Solved: How to not index first X lines in CSV file ??

joshd · ‎02-08-2011

Hello,

I am trying to index a CSV file that has data arranged like so:

PHY_Short_CSW_CMA.csv
Serial number : 36358(RAID600)
From : 2011/02/08 15:36
To   : 2011/02/08 16:36
sampling rate : 1

"No.","time","CSW-1D.CACHE-1CA","CSW-2J.CACHE-1CA","CSW-1D.CACHE-2CC","CSW-2J.CACHE-2CC"
"1","2011/02/08 15:37",6,6,6,6
"2","2011/02/08 15:38",6,6,6,6

Now as you can see there is a header in the file just before the data ("No.","time"...) so that's what I want to use to separate the values when indexing the files. However due to the preceding 5 lines (filename, Serial number, From, To, sampling rate) it does not work as expected.
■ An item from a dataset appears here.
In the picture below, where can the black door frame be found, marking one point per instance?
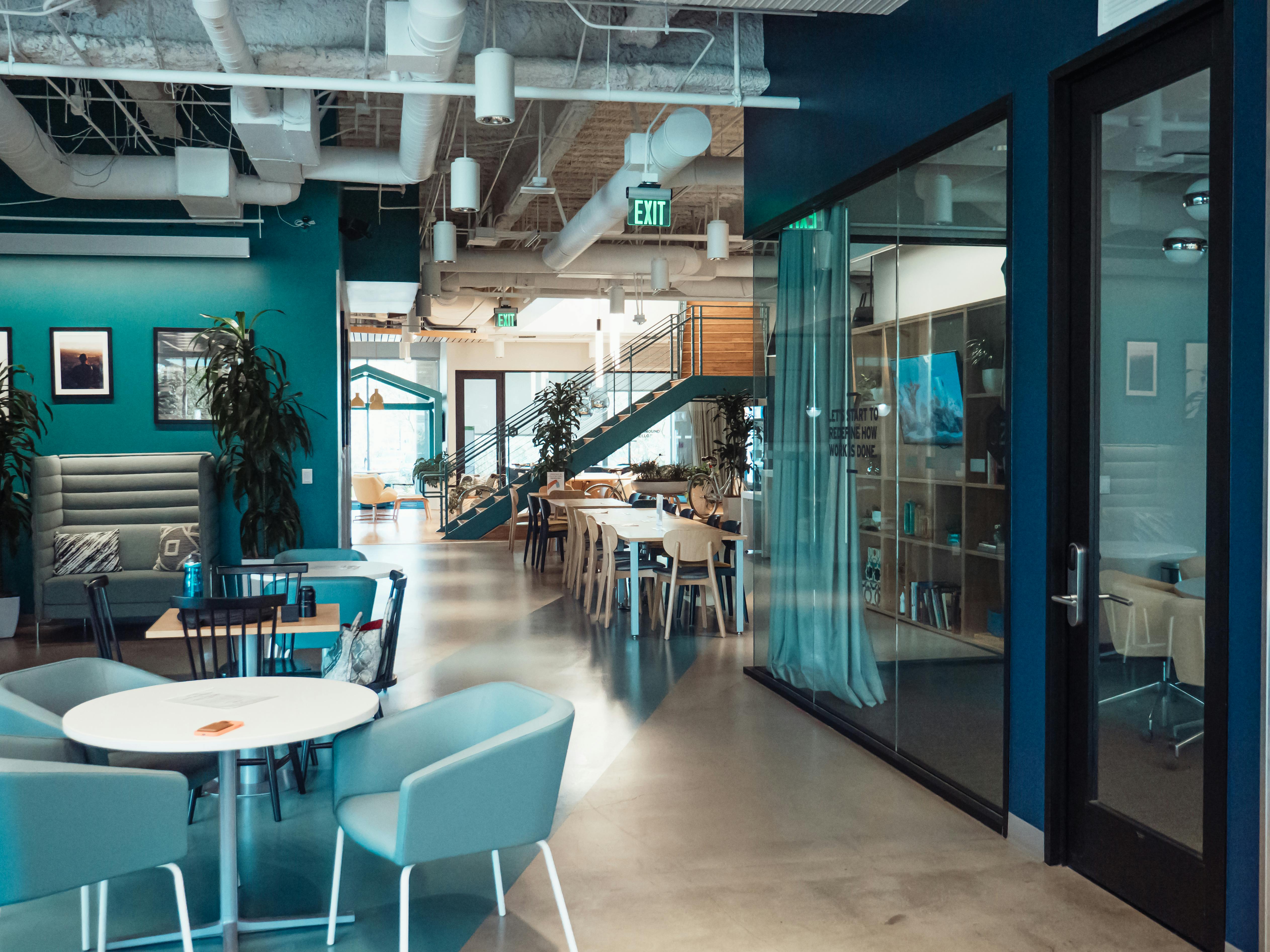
(1171, 46)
I've tried defining a transform to capture the first 5 lines and send it to the nullQueue then implemented this transform within the props.conf for the specific source:: but it does not seem to catch and the data still gets indexed and everything looks wonky.

Can anyone advise a good way to index files that have data arranged in this manner, or how can I ignore the first 5 lines (there's always 5 lines at the beginning of each file with the same arrangement) and just start indexing after it's processed the header?

Hopefully this make sense. Any help would be appreciated.

Thanks.

Ron_Naken · ‎02-13-2011

I don't believe that using SEDCMD or another transform will allow you to detect the fields from the header, since the header is on the 6th line when the detection takes place. If this is the issue, then you could use CHECK_FOR_HEADER = true with the following:

If the files will only be updated every hour, rather than continuously, you can use a scripted input or any scheduler (1x/hr) to place a cropped version of the files in another location. The new location will be the "monitored files" location.

MANGLE.SH:

#!/bin/bash
for i in *.csv; do sed "1,5d" $i >"/monitoredpath/$i"; done

This simple script will take all .csv files in a folder and place a corresponding cropped version in /monitoredpath. Use /monitoredpath as your monitored file location.

This isn't ideal, but it will even support the case where a new log file is generated of a type not previously seen. And Splunk shouldn't have any issues detecting the changes in the files, even though they are being overwritten every hour -- since new events still appear in the proper place at the end of each file.

Here is another thought, though I haven't tested this -- it seems ideal (in theory) and is easy to implement, if it would work:

Use a transform to make part of the filename be the sourcetype. Do a one-time index of a location containing just enough data for header detection for each sourcetype -- use a script to generate the header files. Then when the real files are indexed, field detection is already configured based on the sourcetype, so you could use SEDCMD or another transform to crop the top prior to indexing. This method would only support known sourcetypes that we pre-indexed for field recognition.

View solution in original post

securediversity · ‎04-29-2014

Well even when this is an old question I struggled about it today.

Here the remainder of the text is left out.